The prequels paint Vader's actions in the OT in a new light, and make him a more sympathetic character, without diminishing his threat as a villain (Lucas tries to claim that the Vader of A New Hope is actually "pathetic" in a commentary, and, okay, he is Tarkin's attack dog, but he's a fucking terrifying attack dog). Weekend at Yoda's tries to do that with Kylo, but it hasn't earned an iota of it: Luke had a wildly out-of-character moment and so Kylo decided to join the Dark Side Club, apparently. That's all the explanation we get because fuck you Rian Johnson.

Then he killed his dad so he could join the Dark Side Club. What the fuck. What the FUCK. Anakin killed Padme because he had already fallen to the Dark Side. He was given the opportunity run away with her, to save her life at the expense of the rest of the galaxy - a choice he had already made when he cut off Mace Windu's arm - but he slipped into full-on Dark Side mode and accidentally murdered her. (Don't give me this "lost the will to live" bullshit, please. I fully buy into the theory that Crispy!Vader, lying on that operating table, unconsciously stole Padme's life force to keep himself alive long enough to get into the suit.) Snoke treats the murder of Han Solo as a rite of passage or some bullshit - that's why I call it the Dark Side Club. Kylo doesn't kill Han - well, first of all, he doesn't kill Han at all because this fucking horse cacky is not canon la la la I can't hear you. Kylo doesn't kill Han because he's consumed by the Dark Side and not in control of his actions; Kylo kills Han because some fucking douchebag Gollum hologram told him to. Fucking hell, the Emperor told Luke to kill his father, and Luke didn't do it. Hell, the Emperor's gloating basically snapped Luke out of his murder rage. I get that unlike Kylo, Luke didn't want to join the Dark Side Club. Which again raises the question of why Kylo wanted to join the Dark Side Club, a question we don't know the answer to because Rian. Moving on.

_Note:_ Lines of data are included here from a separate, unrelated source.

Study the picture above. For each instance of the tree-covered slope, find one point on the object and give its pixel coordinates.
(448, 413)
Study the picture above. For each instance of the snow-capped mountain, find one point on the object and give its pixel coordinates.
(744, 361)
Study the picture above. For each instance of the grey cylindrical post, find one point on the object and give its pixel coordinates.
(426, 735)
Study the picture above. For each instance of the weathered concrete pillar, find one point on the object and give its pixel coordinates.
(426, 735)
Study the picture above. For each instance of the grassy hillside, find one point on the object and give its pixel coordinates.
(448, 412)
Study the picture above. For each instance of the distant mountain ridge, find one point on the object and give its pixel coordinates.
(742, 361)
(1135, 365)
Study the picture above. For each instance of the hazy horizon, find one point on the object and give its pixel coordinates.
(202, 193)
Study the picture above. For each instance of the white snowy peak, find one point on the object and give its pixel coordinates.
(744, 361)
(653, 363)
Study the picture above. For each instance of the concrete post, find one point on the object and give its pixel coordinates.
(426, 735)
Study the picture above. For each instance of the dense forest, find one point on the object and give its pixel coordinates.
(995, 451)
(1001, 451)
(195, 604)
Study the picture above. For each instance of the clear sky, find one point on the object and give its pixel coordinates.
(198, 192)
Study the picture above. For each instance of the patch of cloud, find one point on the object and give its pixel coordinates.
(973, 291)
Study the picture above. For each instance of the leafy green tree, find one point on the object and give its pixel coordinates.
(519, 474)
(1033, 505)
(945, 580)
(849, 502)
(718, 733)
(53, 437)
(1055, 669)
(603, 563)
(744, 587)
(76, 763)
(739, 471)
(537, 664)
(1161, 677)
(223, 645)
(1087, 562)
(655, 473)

What you needed to do, if you wanted Kylo to be sympathetic/redeemable, was have another, better villain. A Palpatine or a Tarkin. But we have Supreme Leader Gollum and General Fux. See, we didn't really have the notion of redeeming Vader until Return of the Jedi, which promptly stuck Emperor Palpatine front and center as a much more powerful threat than Vader himself. This is important, because without a physical threat, you're left with this metaphysical notion of saving someone from evil that doesn't play out nicely in a visual medium meant for children. Watching Kylo futz around, try to be evil but realizing his heart really wasn't in it, while being terrified of failing Darth Plagueis - that could have actually worked, but you didn't make the movie about him, you made it about MaRey Sue. Then you had Kylo murder Gollum without breaking a sweat. So now this emo dipshit is in charge of the Empire. What the fuck. What the fuck is keeping him on the Dark Side now? Luke is dead. Snoke is dead. Are we really supposed to pretend that Luke would have had so much trouble turning Vader if Palpatine had fucking died in the middle of the OT? "Luke, you can destroy the Emperor. He has forseen this." "Done, dad. Now what?" "Umm... podracing?"

Finally, let's just be clear about this: this fucking c*nt murdered Han Solo. Actual Star Wars fans don't want to see him redeemed, we want to see him fucking dead.

Fuck Weekend at Yoda's, fuck J.J. and Rian, and fuck Kylo Ren. I'm out.